During a keynote interview at The Next TV Summit, Alex Carloss, head of entertainment at YouTube/Google, stressed that the company was looking to partner with traditional content providers, as well as fund a new source of online content as part of its YouTube channel initiative.
So far the results have been very promising he argued, with around "20 channels now averaging 1 million views a week and maybe 25 channels have [signed up] 100,000 subscribers since launch."
Carloss also highlighted a number of trends, most notably a shift to mobile consumption that would impact their approach to creating original digital content over the next year.
A year ago, mobile views accounted for only one in 12 views on YouTube, a number that has risen to about one in four today. "The transition to mobile will change how to program to these audiences," he noted.
Carloss also expects audiences to become "much more involved" in programming" and that they were also working on "audience development and technologies and tools to drive viewership on these hyper social platforms. "

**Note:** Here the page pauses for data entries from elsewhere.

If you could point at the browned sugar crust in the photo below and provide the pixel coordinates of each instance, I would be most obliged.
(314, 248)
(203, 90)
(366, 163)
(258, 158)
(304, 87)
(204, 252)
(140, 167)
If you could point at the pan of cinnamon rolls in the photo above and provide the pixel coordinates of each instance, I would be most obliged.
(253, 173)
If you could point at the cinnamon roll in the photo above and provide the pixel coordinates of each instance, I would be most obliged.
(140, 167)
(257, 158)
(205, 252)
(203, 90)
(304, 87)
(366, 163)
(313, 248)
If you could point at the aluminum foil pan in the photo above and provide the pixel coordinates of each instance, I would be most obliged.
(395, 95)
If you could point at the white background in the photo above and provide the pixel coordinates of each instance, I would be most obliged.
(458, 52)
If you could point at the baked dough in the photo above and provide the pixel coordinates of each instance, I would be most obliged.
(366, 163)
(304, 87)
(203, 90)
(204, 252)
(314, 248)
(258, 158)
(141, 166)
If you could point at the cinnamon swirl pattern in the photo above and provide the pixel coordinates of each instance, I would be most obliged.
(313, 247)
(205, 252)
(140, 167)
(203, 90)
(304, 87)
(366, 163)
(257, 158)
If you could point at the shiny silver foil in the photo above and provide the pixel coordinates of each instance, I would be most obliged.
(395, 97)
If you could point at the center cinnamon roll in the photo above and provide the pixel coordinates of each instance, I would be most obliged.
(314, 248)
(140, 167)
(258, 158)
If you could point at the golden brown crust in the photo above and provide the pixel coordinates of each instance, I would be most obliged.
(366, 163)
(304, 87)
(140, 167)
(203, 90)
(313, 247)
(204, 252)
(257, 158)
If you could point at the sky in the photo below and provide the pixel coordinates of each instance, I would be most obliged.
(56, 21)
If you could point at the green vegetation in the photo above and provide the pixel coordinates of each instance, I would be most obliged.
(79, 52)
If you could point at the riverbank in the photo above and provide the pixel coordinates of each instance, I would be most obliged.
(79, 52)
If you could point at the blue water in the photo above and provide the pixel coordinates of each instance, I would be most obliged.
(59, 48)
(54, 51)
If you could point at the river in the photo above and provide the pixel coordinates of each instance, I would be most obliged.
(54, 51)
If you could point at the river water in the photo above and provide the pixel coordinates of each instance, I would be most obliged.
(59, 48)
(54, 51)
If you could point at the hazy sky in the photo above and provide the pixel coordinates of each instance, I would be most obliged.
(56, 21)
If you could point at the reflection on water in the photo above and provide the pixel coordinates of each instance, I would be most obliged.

Carloss did not discuss the company's business models, which have involved advancing content creators $100 million to create original content. The channels pay back the money from advertising.
But he noted that the channel effort was designed to help overcome the problem faced by users and advertisers to find the content they want.
"There are some amazing things that come with the scale of 800 million monthly uniques and 4 billion video views," he said. "But it challenges discoverability for users. It becomes hard work for advertiser to find audience and hard for content to build value for IP [intellectual property] holders."
To help overcome that problem, YouTube worked to create apps for a plethora of devices and launched an initiative to fund original content in around 100 channels.
"We reoriented around brands, whether they are the great [TV and content] brands in this room" or new players and creators. "The intent was to [jumpstart] the eco system" by finding partners to produce content in almost every genre for all demos.
He also noted that they were working with a number of studios and that yesterday announced a deal with Fox that would make around 600 titles available for rent on Google.
Financing original web content and creating partnerships with tech and CE manufacturers for content creation was a major theme of the Summit.
In a separate keynote interview, Blair Westlake, corporate vice president of media and entertainment group, noted that Microsoft had been extremely successful in signing up content providers for its Xbox platform but original content would play a crucial role in differentiating its devices and platforms in the future.
"Having something that no one else has," was important in driving increased ratings and revenue at cable networks and would play a crucial role in the competition between various digital platforms, he noted.
This is also opening up opportunities for traditional cable networks. In a separate panel, Howard Owens president of National Geographic Channels noted that they had worked with Microsoft's Xbox to create additional content for some of shows on Xbox.
Eric Berger, executive vice president of digital networks at Sony Pictures Television also noted that they were seeing rapidly growing revenues from their ad-supported network that was allow them to create more additional original content with such high-profile talent as Jerry Seinfeld.